Operating as a brownfield practitioner in the densely-populated Northeast region is not for the faint of heart. This is a truism for various reasons. The essence of the profession means stakeholders are eternally navigating across a labyrinth of local, state and federal regulations to move from point A to point B.
Juggling a multitude of balls in the air is de rigueur for brownfield stakeholders. It also means deftly pinpointing site selection — matching property with appropriate end use. Practitioners are tasked with mollifying doubting local communities who view brownfields as a stigma rather than opportunity across economic, social and green/sustainable benchmarks.
These many challenges are endemic within a process also marked by serious funding shortfalls — encompassing grants, loans and tax credits among three core, vital streams.
In 2018, the financing quandary across this industry continues as a prevailing challenge — just as it has been for years. This is magnified further by the fact that the populous Northeast region possesses a large scale of vacant brownfield parcels — far greater than most United States geographic regions.
Stateside challenges are well-documented. In New York state, for example, Gov. Andrew Cuomo floated a measure in January to defer tax credit payments currently available under the Brownfield Cleanup Program. Deferring tax credit payments that regularly flow to brownfields stakeholders potentially means putting projects at risk of completion.
In most states represented by the Brownfield Coalition of the Northeast, the funding topic is a fluid one. The state of New Jersey has hinted at the prospect of advancing some degree of brownfield financing, a promising glimmer of hope as it has functioned in a financial state of challenge — as have Pennsylvania and Connecticut, two states that have not been progressive in sponsoring brownfield-oriented incentives in some time with acute budgetary challenges beckoning.
One recent stateside ray of hope in Connecticut is a bill to extend term limits for loans under the Targeted Brownfield Development Loan Program from 20 to 30 years. That portion passed as Section 1 of the act, and the final bill picked up six new sections — five of which fall more or less in the brownfield category.
On the federal stage, promise comes in the form of a recent bipartisan proposal introduced in the U.S. House to authorize tax deductions toward the cleanup and redevelopment of brownfields. The tax incentive was billed by its co-sponsors as “an essential piece for reviving many contaminated sites.” Rather than spreading deductions over time, this legislation, if passed, would encourage private-sector involvement in the cleanup and rehabilitation of brownfields properties.

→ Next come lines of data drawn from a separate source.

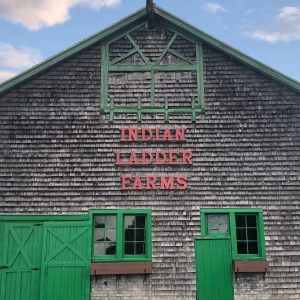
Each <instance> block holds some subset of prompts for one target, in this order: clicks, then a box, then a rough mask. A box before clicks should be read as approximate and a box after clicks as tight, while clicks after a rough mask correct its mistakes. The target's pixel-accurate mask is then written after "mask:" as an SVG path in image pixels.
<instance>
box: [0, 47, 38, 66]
mask: <svg viewBox="0 0 300 300" xmlns="http://www.w3.org/2000/svg"><path fill="white" fill-rule="evenodd" d="M41 59H42V57H41V54H40V51H39V50H38V49H34V48H26V47H22V48H19V49H17V48H15V47H14V46H13V45H11V44H8V43H3V42H0V68H11V69H17V70H21V69H24V68H29V67H31V66H33V65H35V64H37V63H38V62H40V61H41Z"/></svg>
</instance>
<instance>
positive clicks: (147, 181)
mask: <svg viewBox="0 0 300 300" xmlns="http://www.w3.org/2000/svg"><path fill="white" fill-rule="evenodd" d="M155 183H156V176H155V175H147V176H146V190H151V189H152V190H156V185H155Z"/></svg>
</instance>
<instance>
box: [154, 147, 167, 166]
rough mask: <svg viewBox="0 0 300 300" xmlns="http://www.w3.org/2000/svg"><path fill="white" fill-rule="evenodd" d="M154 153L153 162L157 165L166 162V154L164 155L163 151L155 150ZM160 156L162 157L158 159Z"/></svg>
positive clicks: (161, 163)
mask: <svg viewBox="0 0 300 300" xmlns="http://www.w3.org/2000/svg"><path fill="white" fill-rule="evenodd" d="M155 154H156V159H155V163H156V164H157V165H163V164H164V163H165V162H166V160H167V156H166V154H165V152H164V151H160V150H156V151H155ZM160 156H161V157H162V159H161V160H160V159H159V157H160Z"/></svg>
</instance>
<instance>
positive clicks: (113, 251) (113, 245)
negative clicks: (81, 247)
mask: <svg viewBox="0 0 300 300" xmlns="http://www.w3.org/2000/svg"><path fill="white" fill-rule="evenodd" d="M105 254H106V255H114V254H116V243H105Z"/></svg>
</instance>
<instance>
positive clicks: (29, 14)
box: [0, 0, 121, 30]
mask: <svg viewBox="0 0 300 300" xmlns="http://www.w3.org/2000/svg"><path fill="white" fill-rule="evenodd" d="M120 2H121V0H1V1H0V16H2V17H3V18H5V19H7V20H9V21H11V22H13V23H20V24H22V25H23V26H25V27H26V28H28V29H30V30H38V29H40V28H43V27H47V26H53V25H55V24H59V23H63V22H65V21H67V20H68V19H69V18H70V15H69V11H70V9H71V8H72V7H74V6H76V5H82V6H85V7H88V8H91V9H100V8H101V7H104V6H107V7H110V6H115V5H118V4H119V3H120Z"/></svg>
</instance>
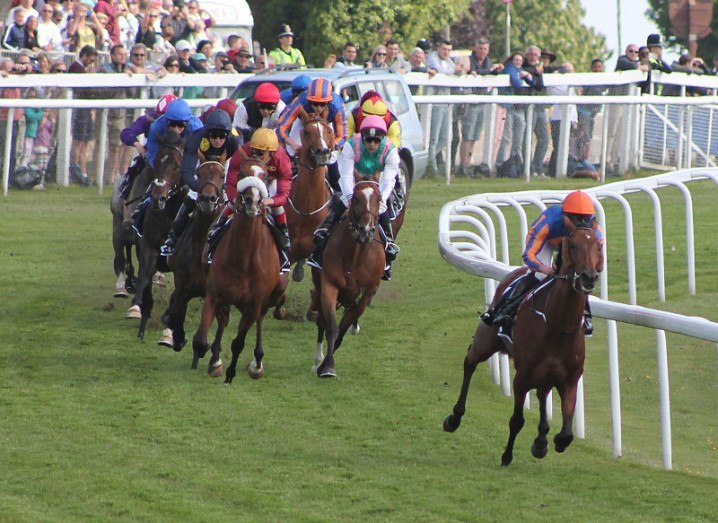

Also on the federal stage was a U.S. Environmental Protection Agency announcement in June to allocate approximately $5.3 million in supplemental funding to New England communities to assist in cleaning up contaminated brownfield properties. EPA plans to provide supplemental funding to 11 successful, existing Revolving Loan Fund grantees in the region, helping communities carry out cleanup and redevelopment projects.
EPA Regional Administrator Alexandra Dunn called brownfields redevelopment “a win-win for New England communities,” as these supplemental funds can help cleanup projects get to completion and ready for redevelopment. States impacted include Connecticut, Massachusetts, Maine and Vermont.
Imagine if more doubters saw the hard facts that provide proof of brownfields’ civic revitalization power. To wit, a recent national study shows that cleaning up brownfields leads to residential property value increases of 5 percent to 15.2 percent within a 1.24-mile radius of the site.
Another study analyzing data near 48 brownfields found that an estimated $29 to $97 million in additional tax revenue is generated for local governments in a single year after cleanup. This is two to seven times more than the $12.4 million EPA contributed to the cleanup of those brownfields.
The operative words for brownfield practitioners in the Northeast is and has been “resiliency” and “perseverance.” We can only hope that as more reuse and redevelopment advocates step forward that redevelopment velocity across the Northeast’s urban infill will begin to gather new and greater momentum.